Without getting into the explanation in detail (which you can find in
a text like my Applied Regression Analysis and Generalized Linear
Models), so-called type-I (or sequential) tests, such as those
performed by the standard anova() function in R, test hypotheses that
are rarely of substantive interest, and, even when they are, are of
interest only by accident. So-called type-II tests, such as those
performed by default by the
Anova() function in the car package, test hypotheses that are almost
always of interest. Type-III tests, which the Anova() function in car
can perform optionally, require careful formulation of the model for
the hypotheses tested to be sensible, and even then have less power
than corresponding type-II tests in the circumstances in which a test
Since you're addressing fixed-effects models, I'm not sure why you
introduced nlme and lme4 into the discussion, but I note that Anova()
in the car package has methods that can produce type-II and -III Wald
tests for the fixed effects in mixed models fit by lme() and lmer().

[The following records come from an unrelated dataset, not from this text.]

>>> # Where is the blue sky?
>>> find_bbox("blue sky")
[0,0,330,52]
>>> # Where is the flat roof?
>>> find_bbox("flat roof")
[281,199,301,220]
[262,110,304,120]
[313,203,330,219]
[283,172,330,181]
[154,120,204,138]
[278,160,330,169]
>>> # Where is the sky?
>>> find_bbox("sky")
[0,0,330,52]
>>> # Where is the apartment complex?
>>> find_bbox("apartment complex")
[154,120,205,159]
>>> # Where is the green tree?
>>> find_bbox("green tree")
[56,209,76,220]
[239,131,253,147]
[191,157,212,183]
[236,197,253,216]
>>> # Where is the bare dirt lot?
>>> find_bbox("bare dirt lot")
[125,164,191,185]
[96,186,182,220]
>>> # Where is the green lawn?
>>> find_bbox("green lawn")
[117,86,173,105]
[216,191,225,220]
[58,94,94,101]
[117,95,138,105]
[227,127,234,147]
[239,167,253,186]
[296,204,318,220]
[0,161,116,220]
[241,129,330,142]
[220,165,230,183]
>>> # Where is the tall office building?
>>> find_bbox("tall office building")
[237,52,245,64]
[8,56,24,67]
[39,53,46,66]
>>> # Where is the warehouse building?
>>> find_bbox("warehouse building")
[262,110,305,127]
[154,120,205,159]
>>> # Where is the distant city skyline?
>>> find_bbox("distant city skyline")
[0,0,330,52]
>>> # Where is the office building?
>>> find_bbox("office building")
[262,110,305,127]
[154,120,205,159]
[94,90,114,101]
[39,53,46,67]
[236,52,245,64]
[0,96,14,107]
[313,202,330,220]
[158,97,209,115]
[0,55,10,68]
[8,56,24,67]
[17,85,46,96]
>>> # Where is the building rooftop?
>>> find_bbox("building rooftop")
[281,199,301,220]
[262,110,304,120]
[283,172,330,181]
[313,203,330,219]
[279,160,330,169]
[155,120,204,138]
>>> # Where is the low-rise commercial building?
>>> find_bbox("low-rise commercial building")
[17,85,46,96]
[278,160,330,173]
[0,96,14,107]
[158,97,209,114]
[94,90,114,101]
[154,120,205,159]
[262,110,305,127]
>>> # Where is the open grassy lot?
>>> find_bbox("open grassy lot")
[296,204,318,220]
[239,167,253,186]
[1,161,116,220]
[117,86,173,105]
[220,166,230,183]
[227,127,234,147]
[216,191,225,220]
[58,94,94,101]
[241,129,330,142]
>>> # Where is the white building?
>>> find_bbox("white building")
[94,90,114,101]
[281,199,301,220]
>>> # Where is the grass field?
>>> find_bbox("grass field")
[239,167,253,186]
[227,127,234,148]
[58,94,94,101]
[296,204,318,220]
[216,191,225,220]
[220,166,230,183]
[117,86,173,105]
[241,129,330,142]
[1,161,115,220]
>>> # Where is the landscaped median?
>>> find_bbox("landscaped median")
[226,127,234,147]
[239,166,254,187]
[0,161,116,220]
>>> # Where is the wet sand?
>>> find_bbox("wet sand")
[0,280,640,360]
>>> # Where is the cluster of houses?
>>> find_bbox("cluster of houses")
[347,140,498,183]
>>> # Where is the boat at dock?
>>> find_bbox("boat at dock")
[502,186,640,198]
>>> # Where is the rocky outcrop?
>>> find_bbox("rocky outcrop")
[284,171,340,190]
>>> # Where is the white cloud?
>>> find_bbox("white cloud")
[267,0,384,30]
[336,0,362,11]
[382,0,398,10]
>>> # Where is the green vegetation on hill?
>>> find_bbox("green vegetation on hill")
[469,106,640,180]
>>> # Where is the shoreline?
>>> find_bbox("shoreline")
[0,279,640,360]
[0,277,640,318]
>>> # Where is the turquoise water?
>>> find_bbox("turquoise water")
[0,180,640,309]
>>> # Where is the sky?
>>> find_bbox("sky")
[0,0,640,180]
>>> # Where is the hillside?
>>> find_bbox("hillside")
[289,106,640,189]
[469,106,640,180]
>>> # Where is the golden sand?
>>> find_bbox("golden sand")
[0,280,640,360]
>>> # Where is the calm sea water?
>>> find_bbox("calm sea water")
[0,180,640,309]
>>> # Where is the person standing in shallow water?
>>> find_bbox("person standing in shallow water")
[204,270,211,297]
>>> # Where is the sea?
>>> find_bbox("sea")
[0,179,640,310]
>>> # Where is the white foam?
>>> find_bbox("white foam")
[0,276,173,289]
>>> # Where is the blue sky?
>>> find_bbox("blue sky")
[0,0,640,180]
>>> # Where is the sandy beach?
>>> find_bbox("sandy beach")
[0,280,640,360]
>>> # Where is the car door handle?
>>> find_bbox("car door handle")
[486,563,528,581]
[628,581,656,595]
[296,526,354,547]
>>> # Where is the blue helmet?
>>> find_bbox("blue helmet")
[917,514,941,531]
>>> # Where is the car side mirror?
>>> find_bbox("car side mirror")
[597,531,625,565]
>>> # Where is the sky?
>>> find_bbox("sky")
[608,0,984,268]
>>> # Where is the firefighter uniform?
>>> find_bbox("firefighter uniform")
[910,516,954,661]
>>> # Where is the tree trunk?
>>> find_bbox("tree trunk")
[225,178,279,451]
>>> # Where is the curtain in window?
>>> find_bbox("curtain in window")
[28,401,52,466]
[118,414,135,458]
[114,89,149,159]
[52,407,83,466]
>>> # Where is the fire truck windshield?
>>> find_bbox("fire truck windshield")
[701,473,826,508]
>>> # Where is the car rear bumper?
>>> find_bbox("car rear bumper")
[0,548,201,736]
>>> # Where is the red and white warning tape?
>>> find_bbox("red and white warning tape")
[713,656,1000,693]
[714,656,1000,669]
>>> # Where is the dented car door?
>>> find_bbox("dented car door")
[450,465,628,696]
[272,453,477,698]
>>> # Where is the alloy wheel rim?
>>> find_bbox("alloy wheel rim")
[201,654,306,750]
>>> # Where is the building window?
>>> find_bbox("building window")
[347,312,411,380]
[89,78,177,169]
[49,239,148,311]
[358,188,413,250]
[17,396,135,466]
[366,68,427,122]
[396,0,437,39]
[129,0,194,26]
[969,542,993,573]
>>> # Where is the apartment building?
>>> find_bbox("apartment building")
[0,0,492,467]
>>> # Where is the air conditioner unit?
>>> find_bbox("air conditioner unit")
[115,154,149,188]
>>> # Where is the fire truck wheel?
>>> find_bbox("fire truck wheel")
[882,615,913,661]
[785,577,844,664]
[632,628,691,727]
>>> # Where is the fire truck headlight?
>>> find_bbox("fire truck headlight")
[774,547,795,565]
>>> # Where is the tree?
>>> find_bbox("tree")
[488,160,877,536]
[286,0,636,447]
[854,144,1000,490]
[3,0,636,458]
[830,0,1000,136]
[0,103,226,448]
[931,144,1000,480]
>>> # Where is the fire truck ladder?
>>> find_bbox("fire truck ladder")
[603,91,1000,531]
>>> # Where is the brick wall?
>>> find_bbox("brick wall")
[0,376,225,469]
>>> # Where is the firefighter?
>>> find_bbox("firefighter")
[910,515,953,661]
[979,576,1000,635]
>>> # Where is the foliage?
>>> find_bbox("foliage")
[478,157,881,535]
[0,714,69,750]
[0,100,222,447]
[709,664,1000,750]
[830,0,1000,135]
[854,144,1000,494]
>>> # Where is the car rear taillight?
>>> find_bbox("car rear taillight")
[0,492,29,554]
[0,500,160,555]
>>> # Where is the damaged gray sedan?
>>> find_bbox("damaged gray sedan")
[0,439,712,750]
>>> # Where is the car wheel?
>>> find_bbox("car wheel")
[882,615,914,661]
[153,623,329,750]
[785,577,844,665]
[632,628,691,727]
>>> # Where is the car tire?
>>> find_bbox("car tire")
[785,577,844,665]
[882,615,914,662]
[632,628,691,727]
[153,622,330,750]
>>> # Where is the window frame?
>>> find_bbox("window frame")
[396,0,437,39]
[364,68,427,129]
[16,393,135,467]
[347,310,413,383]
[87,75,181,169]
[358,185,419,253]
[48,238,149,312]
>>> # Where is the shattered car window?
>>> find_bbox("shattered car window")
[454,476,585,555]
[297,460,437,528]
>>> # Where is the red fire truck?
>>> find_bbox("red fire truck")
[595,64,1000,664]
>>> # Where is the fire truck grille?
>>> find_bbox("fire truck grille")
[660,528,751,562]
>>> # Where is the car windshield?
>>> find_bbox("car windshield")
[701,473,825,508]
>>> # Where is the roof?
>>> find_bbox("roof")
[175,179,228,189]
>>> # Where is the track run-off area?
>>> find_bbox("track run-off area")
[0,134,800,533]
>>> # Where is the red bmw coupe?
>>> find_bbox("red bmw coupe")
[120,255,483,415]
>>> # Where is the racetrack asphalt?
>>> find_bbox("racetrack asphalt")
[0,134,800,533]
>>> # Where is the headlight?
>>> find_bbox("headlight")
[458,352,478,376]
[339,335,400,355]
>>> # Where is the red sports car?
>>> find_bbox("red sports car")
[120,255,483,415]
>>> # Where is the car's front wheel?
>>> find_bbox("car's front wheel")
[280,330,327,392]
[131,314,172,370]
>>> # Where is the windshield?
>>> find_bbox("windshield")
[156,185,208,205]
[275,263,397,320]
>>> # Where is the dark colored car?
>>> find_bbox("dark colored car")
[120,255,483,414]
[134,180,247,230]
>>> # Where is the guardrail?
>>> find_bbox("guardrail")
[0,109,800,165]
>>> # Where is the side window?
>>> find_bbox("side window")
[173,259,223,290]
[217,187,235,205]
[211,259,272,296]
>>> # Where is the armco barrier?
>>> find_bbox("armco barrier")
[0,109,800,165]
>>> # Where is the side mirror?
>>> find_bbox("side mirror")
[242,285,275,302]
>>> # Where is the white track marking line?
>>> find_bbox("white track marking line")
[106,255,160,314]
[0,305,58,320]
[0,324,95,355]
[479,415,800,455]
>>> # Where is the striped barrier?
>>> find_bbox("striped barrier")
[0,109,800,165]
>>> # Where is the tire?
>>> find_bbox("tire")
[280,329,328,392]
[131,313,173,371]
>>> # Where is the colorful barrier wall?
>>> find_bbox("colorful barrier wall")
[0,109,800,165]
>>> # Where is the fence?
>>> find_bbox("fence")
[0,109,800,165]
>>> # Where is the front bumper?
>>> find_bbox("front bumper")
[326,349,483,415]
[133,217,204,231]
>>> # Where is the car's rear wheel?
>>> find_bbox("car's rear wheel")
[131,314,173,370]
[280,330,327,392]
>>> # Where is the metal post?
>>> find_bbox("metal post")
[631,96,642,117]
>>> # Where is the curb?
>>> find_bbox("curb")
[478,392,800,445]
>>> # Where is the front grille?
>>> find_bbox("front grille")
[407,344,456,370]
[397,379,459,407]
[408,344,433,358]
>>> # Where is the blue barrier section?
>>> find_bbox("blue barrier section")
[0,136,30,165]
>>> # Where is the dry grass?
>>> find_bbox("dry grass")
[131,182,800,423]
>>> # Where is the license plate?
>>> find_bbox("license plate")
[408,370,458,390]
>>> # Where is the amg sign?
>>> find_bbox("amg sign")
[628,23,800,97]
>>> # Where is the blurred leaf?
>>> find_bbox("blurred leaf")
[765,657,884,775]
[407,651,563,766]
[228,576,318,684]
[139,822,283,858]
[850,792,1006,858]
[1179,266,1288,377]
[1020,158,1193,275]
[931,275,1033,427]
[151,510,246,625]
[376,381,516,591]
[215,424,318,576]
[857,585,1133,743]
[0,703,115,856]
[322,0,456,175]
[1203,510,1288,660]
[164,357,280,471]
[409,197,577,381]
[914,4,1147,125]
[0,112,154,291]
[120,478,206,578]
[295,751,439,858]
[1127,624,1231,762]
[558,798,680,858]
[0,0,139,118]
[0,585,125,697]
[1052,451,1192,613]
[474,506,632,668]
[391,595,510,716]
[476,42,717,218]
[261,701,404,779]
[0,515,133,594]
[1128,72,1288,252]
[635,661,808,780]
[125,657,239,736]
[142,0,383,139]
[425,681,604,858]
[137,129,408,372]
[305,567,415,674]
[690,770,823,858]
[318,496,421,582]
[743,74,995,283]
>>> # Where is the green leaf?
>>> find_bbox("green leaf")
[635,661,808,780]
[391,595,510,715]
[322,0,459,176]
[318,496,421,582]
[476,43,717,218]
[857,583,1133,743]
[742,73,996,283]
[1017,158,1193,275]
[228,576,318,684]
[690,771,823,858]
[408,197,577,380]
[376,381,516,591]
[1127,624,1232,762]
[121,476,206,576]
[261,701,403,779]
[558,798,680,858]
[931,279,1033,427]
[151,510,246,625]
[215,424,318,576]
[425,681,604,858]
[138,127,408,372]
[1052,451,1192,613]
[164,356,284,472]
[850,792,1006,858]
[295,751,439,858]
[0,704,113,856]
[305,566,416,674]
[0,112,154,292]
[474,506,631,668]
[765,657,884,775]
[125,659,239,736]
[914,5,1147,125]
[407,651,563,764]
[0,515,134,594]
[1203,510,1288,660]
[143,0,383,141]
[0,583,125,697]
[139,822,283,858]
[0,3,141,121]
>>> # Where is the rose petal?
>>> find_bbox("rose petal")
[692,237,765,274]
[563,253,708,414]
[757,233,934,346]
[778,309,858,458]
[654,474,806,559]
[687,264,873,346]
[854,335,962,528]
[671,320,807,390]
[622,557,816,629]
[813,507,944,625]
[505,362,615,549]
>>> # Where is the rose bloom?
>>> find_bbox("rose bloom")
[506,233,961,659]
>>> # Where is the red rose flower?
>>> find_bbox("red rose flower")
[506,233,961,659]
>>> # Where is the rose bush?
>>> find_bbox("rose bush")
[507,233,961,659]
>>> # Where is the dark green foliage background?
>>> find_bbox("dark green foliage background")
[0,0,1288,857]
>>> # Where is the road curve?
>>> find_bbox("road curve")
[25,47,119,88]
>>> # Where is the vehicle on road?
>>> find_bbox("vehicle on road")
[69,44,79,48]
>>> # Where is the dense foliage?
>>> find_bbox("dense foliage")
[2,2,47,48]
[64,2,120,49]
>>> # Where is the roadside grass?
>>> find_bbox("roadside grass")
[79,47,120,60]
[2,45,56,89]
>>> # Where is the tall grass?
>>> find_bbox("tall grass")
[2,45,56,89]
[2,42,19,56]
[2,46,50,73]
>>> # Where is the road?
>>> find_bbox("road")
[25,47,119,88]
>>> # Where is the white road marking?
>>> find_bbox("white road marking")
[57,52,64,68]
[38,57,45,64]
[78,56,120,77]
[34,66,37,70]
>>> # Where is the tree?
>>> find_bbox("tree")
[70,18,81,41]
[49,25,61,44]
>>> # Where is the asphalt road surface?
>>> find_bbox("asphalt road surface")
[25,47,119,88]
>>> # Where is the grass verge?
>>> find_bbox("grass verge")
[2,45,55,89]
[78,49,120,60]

Your question has been asked several times before on the r-help list.
For example, if you enter terms like "type-II" or "unbalanced ANOVA"
in the RSeek search engine and look under the "Support Lists" tab,
you'll see many hits -- e.g.,
<Mhttps://stat.ethz.ch/pipermail/r-help/2006-August/111927.html>.
I hope this helps,
John
--------------------------------
John Fox
Senator William McMaster
Professor of Social Statistics
Department of Sociology
McMaster University
Hamilton, Ontario, Canada
http://socserv.mcmaster.ca/jfox
-----Original Message-----
From: r-help-bounces at r-project.org
[mailto:r-help-bounces at r-project.org]
On Behalf Of Krishna Kirti Das
Sent: April-03-11 3:25 AM
To: r-help at r-project.org
Subject: [R] Unbalanced Anova: What is the best approach?
I have a three-way unbalanced ANOVA that I need to calculate (fixed
effects plus interactions, no random effects). But word has it that
aov() is good only for balanced designs. I have seen a number of
different recommendations for working with unbalanced designs, but
they seem to differ widely (car, nlme, lme4, etc.). So I would like
to know what is
best or most usual way to go about working with unbalanced designs
and extracting a reliable ANOVA table from them in R?